レイが今いる場所は、事務所二階に設置されたパソコンルームだ。室内はサーバー冷却用の冷風で満たされているため、いつもの黒いタートルネックにベージュの綿パン。そして上から厚手のレザーコートを羽織っている。
『帰宅中の男性が正義の味方を名乗る集団に暴行される事件が相次ぎ、警察では何らかのテロ組織と見て捜査しています』
『都内の女子高に四十代の男性が女装して侵入する事件が発生しました。男は自分の心は女子高生であると主張し、容疑を否認しています』
『性的少数者にロリコンも加えようの会の代表が児童ポルノ単純所持の疑いで逮捕されました』
モニターから流れるニュース映像を適当に聞き流しながら、再びキーボードに指を走らせる。

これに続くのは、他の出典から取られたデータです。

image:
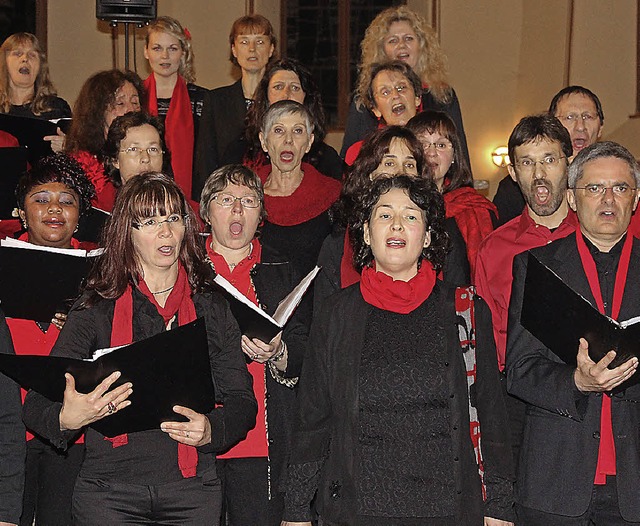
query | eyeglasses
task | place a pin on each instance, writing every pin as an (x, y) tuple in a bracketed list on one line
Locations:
[(134, 151), (619, 190), (149, 226), (228, 200), (572, 118), (387, 91), (440, 146), (529, 165)]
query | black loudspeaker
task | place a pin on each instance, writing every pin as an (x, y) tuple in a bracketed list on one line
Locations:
[(126, 10)]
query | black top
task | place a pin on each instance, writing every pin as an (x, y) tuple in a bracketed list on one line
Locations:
[(223, 115), (361, 123), (59, 110), (324, 456), (12, 441), (404, 437), (150, 457)]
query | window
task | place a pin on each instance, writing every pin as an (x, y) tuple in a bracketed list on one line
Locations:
[(325, 36)]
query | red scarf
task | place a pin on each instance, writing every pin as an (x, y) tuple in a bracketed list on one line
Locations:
[(74, 242), (94, 169), (314, 196), (472, 213), (607, 452), (178, 129), (122, 334), (255, 444), (382, 291)]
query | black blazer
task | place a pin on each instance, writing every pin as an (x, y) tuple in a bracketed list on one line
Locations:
[(221, 123), (12, 439), (274, 278), (322, 456), (560, 448)]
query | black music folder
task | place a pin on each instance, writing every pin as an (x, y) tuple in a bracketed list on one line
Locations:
[(30, 132), (253, 321), (13, 161), (558, 316), (36, 282), (171, 368)]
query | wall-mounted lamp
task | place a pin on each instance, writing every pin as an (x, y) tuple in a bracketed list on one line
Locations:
[(500, 156)]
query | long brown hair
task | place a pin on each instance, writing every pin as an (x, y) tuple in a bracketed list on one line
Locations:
[(43, 89), (145, 196), (97, 95)]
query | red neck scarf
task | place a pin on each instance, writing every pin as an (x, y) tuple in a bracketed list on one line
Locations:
[(122, 334), (607, 452), (348, 274), (74, 242), (472, 213), (401, 297), (240, 276), (178, 129), (314, 196)]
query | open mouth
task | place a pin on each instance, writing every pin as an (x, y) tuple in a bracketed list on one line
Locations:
[(579, 144), (398, 109), (395, 242), (542, 194), (286, 156), (166, 250), (236, 228)]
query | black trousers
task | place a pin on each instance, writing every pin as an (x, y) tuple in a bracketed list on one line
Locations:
[(190, 501), (603, 510), (49, 480), (245, 493)]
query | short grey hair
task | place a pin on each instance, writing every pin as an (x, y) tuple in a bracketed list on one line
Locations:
[(285, 107), (599, 150)]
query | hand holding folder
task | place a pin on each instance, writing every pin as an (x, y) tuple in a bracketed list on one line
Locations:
[(171, 368)]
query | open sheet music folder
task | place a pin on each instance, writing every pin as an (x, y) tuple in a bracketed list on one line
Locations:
[(558, 316), (253, 321), (171, 368)]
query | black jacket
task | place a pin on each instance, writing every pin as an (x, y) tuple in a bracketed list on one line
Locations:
[(222, 120), (12, 439), (274, 278), (559, 453), (328, 416), (87, 330)]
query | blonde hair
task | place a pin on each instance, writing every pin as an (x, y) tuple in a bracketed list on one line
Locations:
[(432, 62), (43, 88), (166, 24)]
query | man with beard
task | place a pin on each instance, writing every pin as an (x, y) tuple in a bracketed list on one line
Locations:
[(539, 148), (580, 112), (580, 458)]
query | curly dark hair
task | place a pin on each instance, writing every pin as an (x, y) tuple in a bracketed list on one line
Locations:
[(312, 101), (432, 121), (146, 195), (374, 148), (96, 96), (424, 193), (57, 168), (396, 66), (117, 133)]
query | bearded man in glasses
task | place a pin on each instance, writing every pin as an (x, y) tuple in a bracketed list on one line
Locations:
[(580, 457)]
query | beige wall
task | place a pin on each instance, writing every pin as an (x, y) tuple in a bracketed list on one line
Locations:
[(507, 57)]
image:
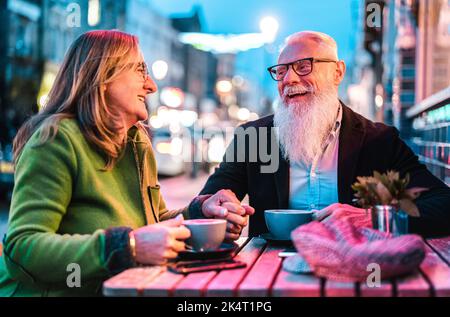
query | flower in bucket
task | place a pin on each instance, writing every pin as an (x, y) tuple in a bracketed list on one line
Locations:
[(387, 189)]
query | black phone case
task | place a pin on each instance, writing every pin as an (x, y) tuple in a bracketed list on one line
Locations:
[(203, 266)]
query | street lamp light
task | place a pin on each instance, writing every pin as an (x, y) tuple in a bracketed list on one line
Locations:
[(159, 69), (269, 28), (224, 86)]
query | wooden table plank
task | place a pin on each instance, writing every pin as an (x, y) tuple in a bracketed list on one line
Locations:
[(340, 289), (132, 281), (413, 285), (227, 281), (194, 284), (438, 273), (163, 285), (441, 246), (296, 285), (259, 280)]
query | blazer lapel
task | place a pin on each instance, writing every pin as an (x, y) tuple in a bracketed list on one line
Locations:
[(351, 137)]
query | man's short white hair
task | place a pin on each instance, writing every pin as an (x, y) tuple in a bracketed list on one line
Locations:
[(324, 40)]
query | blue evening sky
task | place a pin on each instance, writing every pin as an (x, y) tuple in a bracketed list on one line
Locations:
[(334, 17)]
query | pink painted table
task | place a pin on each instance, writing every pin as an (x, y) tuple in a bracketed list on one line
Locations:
[(263, 276)]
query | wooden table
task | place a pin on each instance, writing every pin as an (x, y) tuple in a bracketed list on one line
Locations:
[(263, 276)]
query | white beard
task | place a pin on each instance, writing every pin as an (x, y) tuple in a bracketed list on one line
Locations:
[(304, 127)]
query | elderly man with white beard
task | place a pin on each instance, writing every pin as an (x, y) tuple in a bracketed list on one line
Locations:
[(322, 146)]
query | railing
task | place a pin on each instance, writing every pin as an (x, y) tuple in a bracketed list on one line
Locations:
[(431, 126)]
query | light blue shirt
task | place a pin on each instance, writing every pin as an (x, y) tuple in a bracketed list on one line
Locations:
[(315, 186)]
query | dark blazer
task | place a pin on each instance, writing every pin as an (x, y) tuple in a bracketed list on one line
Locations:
[(364, 147)]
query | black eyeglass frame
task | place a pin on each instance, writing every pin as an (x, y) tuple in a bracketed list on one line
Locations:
[(312, 60), (144, 71)]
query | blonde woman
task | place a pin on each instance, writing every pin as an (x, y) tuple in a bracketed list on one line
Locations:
[(86, 192)]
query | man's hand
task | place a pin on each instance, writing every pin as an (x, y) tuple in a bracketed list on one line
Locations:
[(225, 205)]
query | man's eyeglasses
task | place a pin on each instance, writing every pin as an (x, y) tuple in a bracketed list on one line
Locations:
[(301, 67), (143, 69)]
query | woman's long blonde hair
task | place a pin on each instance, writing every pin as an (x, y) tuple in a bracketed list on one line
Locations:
[(95, 59)]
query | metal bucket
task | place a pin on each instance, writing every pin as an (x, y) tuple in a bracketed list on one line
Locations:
[(387, 218)]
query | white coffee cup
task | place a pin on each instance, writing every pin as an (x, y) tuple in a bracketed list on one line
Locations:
[(206, 234)]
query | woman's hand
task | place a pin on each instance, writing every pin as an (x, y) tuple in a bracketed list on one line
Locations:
[(157, 243), (225, 205)]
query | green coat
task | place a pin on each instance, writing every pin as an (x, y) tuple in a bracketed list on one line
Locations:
[(61, 205)]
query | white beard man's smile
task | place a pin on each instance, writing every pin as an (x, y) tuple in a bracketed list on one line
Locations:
[(304, 120)]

情報屋からのメール。スポンサーからの新たな賞金首の発表。賞金首の情報独占権の購入。
情報は生ものだ。新鮮な物がより好まれ、莫大な価値を生む。それゆえ、情報の取得には手間を惜しまずに当たらなければならない。
『――先日の事件を受け、街では賞金首制度に対する反対のデモ活動が行われております』
モニターから流れるアナウンサーの声に、レイのキーボードを叩く手が止まる。首を傾げるようにしてモニターに顔を向けると、そこにはデモ活動の様子が映し出されていた。
おそらく三十人はいるだろうか。それぞれ『賞金首制度反対!』『ハンターは犯罪者!』等と書かれたプラカードを持ち、街中を練り歩いていた。
治安の悪化に伴い生まれた、時代錯誤な賞金首制度――バウンティ法。
スポンサー企業は広告代わりに犯罪者達の首に賞金を懸け、銃と殺しのライセンスを持った賞金稼ぎ――通称ハンターがそれを狩り取る。かくいうレイもそんなハンターの一人だ。
ハンターの立場としては市民の味方のはずなのだが、犯罪者を捕らえる為ならどんな手段も許されるという強い権利を持つが故、市民とのトラブルは非常に多い。
「…………」
デモの様子を見ていたレイは、疲れたようにため息を吐く。ハンターが正義の味方などとは微塵も思っていない。だが、時には命のやり取りを行うほどの危険な仕事を、真っ向から否定されるのは言いようのない疲れを感じるものだ。
『それではデモをしている方々にインタビューしたいと思います』
リポーターがデモ隊に近付いていく。そして先頭に立つ男性にマイクを向けた。
『えぇ、ほんとハンターっては頭のおかしい奴ばっかりなんですよ』
「…………」
カメラに向かって話す男性の言葉に、レイの眉根が寄せられる。
その男はグレーのインナーに革ジャン、そして紺のカーゴパンツといった格好だった。プラカードを肩に担ぎ、堂々とした態度でインタビューに答えるその顔には見覚えがあった。
それは紛れもなく――相棒のコウの顔だった。